The Authentication and Online Trust Alliance (AOTA) has endorsed Extended Validation (EV) Secure Socket Layer (SSL) certificates, an emerging standard to help verify site identity and increase consumer confidence in e-commerce and online banking, similar to authentication in e-mail.
Online criminals have acquired traditional SSL certificates that allow them to encrypt data, appearing like a legitimate Web site when legitimate domain names are misspelled. In response to these threats, guidelines for the issuance and management of EV SSL certificates were developed and ratified by the CAB/Forum last year to provide consumers with a higher level of trust and are now endorsed by AOTA.
“It is great that e-mail is authenticated and gets delivered, but what about the Web site that the e-mail is coming to?” asked Craig Spiezle chairman of the AOTA and director of Internet Security & Privacy at Microsoft. “If we are going to achieve consumer trust, we have to look at all the steps in between because in the customer’s mind, it is all the same thing.”

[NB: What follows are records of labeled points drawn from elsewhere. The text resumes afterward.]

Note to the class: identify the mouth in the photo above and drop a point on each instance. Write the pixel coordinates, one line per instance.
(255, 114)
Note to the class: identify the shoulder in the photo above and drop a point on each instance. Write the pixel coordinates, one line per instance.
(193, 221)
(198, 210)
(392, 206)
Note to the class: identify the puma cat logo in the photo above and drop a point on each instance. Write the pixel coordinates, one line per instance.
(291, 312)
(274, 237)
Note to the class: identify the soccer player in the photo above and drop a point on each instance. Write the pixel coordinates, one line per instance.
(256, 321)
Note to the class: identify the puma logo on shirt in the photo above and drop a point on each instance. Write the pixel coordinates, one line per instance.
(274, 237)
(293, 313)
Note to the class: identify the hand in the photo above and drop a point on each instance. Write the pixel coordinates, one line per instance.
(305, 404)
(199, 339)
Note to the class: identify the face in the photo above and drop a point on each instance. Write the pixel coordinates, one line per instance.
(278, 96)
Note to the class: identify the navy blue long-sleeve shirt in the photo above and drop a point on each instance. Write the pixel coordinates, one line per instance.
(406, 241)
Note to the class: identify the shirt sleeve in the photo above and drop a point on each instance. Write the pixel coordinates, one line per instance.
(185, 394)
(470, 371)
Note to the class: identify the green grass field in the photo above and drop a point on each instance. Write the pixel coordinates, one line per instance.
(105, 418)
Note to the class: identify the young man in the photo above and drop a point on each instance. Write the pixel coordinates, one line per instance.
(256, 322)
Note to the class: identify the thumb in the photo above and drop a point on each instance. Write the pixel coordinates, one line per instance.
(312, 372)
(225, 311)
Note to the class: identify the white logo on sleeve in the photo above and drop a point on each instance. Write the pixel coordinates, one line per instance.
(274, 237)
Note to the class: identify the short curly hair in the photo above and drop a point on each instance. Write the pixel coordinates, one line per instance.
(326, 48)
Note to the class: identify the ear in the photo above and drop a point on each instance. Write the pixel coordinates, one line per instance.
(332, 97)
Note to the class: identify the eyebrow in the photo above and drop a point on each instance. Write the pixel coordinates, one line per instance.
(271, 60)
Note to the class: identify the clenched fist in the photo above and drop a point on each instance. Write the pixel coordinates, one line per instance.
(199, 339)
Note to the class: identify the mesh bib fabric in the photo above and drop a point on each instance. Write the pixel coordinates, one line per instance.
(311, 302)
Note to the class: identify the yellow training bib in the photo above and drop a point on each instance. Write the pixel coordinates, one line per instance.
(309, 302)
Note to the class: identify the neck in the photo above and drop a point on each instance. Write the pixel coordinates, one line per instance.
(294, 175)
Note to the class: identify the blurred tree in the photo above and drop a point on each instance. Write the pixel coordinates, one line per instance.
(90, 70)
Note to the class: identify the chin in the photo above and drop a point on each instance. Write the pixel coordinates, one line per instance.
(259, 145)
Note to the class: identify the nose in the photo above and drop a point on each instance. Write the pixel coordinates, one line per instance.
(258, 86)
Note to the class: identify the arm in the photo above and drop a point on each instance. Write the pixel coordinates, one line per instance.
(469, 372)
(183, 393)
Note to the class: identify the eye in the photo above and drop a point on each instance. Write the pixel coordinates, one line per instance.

The EV SSL certificates validate that the Web site a consumer types in is the correct Web site they are intending. The SSL logo is designed to validate the identity of a Web site owner, increasing consumer protection from fraudulent and deceptive Web sites.
EV SSL certificates are now being supported by Web browser vendors including Microsoft and Mozilla, as well as more than 20 certificate authorities worldwide, including Entrust, Go Daddy, RSA, VeriSign and others.
When Windows Internet Explorer 7 users log on, they see a green address bar, a visual trust symbol that displays the name and country of origin of the company that controls the site via an EV SSL certificate. Upcoming releases of Mozilla Corporation’s Firefox will provide a similar visual indicator within its location bar.
EV certificates are used on 4,000 consumer, financial and e-commerce sites, including Alaska Airlines, AutoZone, British Airways, Charles Schwab, eBay, FedEx, PayPal, Microsoft, Royal Doulton, Sovereign Bank, SunLife, The Body Shop UK, Travelocity, UBS and Vanguard.